Cette exposition est aussi une quête autour de la représentation du végétal à la croisée des sciences et des arts mais vient interroger des questions plus personnelles se frayant ainsi un chemin plus intime. En effet c’est aussi le fait d’une rencontre qui a cristallisé toute mon attention : un ensemble de quatre gravures que j’extrayais de la boite d’iconographie des iris de la bibliothèque de botanique du Museum d’Histoire Naturelle de Paris. Ces gravures étaient isolées, dissociées de leur ouvrage d’origine mais répertoriées sous le nom de Pierre-Joseph Buc’hoz[2]. Médecin et avocat, messin fou de botanique , il réalise des centaines de livres dédiés aux sciences naturelles dont  Histoire Universelle du règne végétal[3]. De cet ensemble, une planche attire particulièrement mon attention. Les dessins de fleurs d’iris y sont disposés de façon à laisser jouer les vides et pleins, et les traits qui constituent chaque pétale, chaque feuille sont tracés parallèlement les uns aux autres. Le volume donné par l’intensité, la quantité et par les inflexions courbes imprimées à ceux-ci donne une présence et une beauté à la fleur centrale qui absorbe notre regard, l’Iris Germanica, Iris Ordinaire. Les traits s’épurent pour laisser place à l’essentiel des formes des fleurs et du feuillage. Tout semble être fait de la même matière mais évolue de volute en sillon pour sublimer l’iris. Dessiner les plantes permet, comme l’écrit Gilles Clément, de considérer « la forme comme une révélation fondamentale du comportement.[4] ».

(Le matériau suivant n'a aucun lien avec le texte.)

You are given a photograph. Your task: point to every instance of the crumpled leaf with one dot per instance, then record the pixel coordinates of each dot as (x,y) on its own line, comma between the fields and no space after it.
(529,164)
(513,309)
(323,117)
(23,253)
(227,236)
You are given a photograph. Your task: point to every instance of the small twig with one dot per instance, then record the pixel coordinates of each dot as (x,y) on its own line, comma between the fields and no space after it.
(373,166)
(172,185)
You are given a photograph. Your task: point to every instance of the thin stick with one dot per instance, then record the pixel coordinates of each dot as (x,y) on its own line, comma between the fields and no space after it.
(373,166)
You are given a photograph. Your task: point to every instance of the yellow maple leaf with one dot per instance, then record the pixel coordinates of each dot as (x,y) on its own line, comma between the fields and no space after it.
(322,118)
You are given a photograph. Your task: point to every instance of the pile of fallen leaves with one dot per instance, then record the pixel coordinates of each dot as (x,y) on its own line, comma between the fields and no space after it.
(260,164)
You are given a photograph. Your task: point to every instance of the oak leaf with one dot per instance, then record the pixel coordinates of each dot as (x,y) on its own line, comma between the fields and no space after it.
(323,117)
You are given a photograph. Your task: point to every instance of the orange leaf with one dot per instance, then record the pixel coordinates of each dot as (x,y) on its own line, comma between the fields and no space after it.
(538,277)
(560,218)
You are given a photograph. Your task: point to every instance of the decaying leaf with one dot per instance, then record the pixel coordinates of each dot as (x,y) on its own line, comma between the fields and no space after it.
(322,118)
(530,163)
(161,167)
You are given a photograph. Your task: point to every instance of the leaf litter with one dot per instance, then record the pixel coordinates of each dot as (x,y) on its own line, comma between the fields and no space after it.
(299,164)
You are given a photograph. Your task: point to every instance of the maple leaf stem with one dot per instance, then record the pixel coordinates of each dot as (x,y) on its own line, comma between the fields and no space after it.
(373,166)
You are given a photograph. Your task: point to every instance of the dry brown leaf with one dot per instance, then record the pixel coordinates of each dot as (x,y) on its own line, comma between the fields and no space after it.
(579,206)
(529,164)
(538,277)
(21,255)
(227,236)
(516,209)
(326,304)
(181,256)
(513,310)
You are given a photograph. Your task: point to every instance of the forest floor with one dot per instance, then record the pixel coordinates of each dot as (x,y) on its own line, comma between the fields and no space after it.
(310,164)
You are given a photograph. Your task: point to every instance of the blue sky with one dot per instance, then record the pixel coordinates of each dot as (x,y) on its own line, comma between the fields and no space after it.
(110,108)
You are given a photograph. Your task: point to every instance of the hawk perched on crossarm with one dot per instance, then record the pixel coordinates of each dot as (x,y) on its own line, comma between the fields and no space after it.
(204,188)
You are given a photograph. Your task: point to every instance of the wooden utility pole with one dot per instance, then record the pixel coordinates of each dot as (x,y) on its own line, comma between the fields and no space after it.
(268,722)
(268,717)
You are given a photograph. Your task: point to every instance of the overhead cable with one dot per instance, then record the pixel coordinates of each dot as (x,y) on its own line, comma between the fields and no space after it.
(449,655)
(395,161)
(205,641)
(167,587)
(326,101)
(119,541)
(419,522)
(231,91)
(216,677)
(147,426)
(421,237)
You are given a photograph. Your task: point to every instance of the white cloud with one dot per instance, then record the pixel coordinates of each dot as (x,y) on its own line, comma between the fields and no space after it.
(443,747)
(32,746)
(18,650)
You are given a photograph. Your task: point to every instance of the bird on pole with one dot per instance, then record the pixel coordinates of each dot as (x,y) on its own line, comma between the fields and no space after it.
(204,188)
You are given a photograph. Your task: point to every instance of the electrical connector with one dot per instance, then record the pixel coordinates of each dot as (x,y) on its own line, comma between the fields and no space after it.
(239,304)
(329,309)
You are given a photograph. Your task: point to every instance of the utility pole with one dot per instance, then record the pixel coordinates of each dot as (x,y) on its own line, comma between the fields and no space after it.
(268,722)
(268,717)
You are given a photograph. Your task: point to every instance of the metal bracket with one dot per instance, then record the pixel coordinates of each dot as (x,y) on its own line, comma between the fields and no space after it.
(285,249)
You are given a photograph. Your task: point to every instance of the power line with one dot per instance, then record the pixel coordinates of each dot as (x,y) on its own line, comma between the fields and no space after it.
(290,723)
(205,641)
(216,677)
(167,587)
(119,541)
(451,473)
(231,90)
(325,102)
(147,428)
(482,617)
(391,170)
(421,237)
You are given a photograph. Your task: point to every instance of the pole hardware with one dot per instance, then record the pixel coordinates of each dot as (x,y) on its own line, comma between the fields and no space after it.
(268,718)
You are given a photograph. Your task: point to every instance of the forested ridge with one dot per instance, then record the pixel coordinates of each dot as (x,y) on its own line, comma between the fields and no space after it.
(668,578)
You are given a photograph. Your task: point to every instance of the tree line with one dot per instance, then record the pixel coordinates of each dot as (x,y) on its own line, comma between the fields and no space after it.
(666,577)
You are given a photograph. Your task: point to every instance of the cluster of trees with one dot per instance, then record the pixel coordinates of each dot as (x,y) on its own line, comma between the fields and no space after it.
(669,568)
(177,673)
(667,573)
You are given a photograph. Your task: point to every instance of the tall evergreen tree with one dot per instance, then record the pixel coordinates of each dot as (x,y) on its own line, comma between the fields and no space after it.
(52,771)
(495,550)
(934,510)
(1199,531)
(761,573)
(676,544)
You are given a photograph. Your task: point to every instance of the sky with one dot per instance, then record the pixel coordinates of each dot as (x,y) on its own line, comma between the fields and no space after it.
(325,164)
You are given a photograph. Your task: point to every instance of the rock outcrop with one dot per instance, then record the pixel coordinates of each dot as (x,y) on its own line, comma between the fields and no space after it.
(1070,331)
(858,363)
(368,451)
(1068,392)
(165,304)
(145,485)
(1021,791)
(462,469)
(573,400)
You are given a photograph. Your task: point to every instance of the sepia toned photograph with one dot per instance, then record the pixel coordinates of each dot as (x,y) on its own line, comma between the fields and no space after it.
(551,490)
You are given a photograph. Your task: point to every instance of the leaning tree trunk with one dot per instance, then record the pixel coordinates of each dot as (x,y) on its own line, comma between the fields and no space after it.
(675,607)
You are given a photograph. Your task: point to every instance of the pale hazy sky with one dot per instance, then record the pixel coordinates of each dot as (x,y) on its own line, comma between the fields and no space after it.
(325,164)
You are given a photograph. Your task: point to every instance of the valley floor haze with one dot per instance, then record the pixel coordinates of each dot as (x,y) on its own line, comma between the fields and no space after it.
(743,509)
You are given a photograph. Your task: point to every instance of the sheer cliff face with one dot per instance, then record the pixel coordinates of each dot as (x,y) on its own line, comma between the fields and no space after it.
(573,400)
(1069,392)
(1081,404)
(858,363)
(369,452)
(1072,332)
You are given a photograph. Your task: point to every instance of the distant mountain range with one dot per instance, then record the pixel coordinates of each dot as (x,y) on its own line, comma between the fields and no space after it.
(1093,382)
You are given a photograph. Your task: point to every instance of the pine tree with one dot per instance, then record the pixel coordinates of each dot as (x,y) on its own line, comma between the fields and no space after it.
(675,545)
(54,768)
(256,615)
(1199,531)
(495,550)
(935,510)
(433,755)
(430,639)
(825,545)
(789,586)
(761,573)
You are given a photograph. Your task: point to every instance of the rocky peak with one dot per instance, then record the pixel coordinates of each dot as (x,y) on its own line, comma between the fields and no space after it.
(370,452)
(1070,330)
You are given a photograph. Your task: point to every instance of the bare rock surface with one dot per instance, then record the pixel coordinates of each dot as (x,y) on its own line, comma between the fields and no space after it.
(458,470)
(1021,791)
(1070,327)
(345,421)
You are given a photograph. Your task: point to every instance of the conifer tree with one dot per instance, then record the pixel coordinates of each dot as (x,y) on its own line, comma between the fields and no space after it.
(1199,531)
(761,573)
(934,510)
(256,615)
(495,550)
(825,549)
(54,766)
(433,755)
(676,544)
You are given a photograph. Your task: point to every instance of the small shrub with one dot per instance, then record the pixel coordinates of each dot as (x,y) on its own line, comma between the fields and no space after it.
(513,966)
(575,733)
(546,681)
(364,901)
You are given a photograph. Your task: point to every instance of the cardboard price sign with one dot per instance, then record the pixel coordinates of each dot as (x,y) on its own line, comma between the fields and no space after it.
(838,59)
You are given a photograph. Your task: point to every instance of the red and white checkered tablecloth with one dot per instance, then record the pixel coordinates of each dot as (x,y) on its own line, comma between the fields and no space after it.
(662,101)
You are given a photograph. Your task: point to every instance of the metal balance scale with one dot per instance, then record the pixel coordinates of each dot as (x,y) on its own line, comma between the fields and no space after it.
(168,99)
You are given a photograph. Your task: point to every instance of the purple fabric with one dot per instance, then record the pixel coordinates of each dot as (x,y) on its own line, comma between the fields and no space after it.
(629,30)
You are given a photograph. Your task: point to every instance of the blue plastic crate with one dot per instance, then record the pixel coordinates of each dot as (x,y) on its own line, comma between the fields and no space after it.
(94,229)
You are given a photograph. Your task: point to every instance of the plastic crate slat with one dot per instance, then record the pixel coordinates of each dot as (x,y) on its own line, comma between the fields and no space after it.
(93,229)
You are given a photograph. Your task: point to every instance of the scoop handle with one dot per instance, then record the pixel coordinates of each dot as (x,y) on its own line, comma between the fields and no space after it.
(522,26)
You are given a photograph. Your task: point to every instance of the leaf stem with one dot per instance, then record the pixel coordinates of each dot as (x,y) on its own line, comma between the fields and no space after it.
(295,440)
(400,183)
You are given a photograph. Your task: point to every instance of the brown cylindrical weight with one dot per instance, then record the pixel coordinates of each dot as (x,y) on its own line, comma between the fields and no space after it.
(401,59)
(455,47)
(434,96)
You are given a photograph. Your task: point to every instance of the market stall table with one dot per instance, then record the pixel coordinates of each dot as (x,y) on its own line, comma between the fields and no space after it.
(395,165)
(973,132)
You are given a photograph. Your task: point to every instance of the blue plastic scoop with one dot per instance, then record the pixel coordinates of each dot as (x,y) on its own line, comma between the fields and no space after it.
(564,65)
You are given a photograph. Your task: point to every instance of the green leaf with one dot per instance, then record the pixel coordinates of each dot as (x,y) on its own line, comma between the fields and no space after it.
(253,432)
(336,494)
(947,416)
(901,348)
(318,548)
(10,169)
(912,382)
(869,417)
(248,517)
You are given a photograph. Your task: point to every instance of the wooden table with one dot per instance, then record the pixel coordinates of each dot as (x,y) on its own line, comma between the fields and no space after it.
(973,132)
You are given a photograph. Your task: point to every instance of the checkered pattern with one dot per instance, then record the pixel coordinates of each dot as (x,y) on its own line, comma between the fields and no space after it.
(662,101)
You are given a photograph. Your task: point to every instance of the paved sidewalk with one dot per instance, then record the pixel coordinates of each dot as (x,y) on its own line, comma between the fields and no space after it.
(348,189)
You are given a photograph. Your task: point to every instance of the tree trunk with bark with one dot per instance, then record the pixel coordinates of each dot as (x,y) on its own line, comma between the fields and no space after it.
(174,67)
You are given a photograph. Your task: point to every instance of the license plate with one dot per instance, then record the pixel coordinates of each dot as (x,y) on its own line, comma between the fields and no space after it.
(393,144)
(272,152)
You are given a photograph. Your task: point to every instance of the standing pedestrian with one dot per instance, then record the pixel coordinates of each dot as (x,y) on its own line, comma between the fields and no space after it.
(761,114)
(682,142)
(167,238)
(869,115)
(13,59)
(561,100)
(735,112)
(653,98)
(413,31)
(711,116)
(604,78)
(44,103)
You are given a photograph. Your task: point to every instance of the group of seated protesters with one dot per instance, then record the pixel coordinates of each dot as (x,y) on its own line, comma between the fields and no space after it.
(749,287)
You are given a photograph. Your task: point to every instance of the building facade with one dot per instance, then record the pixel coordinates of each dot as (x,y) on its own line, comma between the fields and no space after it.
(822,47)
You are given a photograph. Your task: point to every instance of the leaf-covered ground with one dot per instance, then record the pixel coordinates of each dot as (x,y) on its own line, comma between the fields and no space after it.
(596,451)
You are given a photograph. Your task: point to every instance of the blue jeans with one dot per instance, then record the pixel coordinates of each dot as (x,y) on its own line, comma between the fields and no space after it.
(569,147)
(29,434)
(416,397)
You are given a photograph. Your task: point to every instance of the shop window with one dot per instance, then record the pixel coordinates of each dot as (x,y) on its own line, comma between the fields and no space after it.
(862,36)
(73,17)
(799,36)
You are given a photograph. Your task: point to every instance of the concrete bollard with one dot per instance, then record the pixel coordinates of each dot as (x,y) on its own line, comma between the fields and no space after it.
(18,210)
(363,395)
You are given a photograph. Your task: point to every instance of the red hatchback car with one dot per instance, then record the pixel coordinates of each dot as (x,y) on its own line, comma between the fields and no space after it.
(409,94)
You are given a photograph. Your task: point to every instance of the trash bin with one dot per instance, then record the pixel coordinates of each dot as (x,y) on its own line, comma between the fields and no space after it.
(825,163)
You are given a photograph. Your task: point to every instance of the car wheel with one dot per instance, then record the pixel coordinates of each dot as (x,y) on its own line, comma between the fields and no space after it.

Mais avec cette exposition, c’est aussi l’esprit de Jean-Marie Pelt, écologue et éminent botaniste, que chuchotent les murs du Cloître des Récollets. Les Archives de la ville jouxtent dans ces lieux l’Institut européen d’écologie fondé en 1971 par ce fervent défenseur de la nature. Toutes ses pensées continuent de s’insinuer dans ces pierres que sa dynamique et ses convictions ont contribué à préserver. C’est un hommage aussi à cet homme dont le regard doux et perçant semble se pencher sur ces mémoires d’iris, insufflant en chaque dessin  amina et physis. Et les songes s’y lisent comme des présages…

 

[1] Emanuele Coccia, La Vie des plantes, Une métaphysique du mélange, Payot et Rivages, Paris, 2016, p. 126.

[2] Pierre-Joseph Buc’hoz (1731 – 1807) botaniste, médecin et avocat.

[3] Pierre-Joseph Buc’hoz, Histoire universelle du règne végétal, ou Nouveau dictionnaire physique naturel et économique de toutes les plantes qui croissent sur la surface du globe, Paris, Costard et Brunet, 1774-1778.

[4] « En se plaçant avec et non contre la nature inventive. En s’immergeant, en oubliant de porter un jugement. En considérant la forme comme une révélation fondamentale du comportement.

 

Il s’agit d’une leçon d’existence.
Cet ouvrage de dessins nous montre les plantes sous une figure claire, inattendue, impressionnante. L’auteur, attentif à la créativité de la nature, s’est employé à restituer la diversité et la singularité des phénotypes avec précision. Mais on ne peut s’empêcher de percevoir en chaque expression une « intention botanique », comme si la plante décidait de sa structure, sa résistance, son acrobatie et  finalement son allure générale. » Gilles Clément, préface, Francis Hallé, 50 ans d’observation dans les jardins botaniques du monde, Montpellier, Muséo Edition, 2016.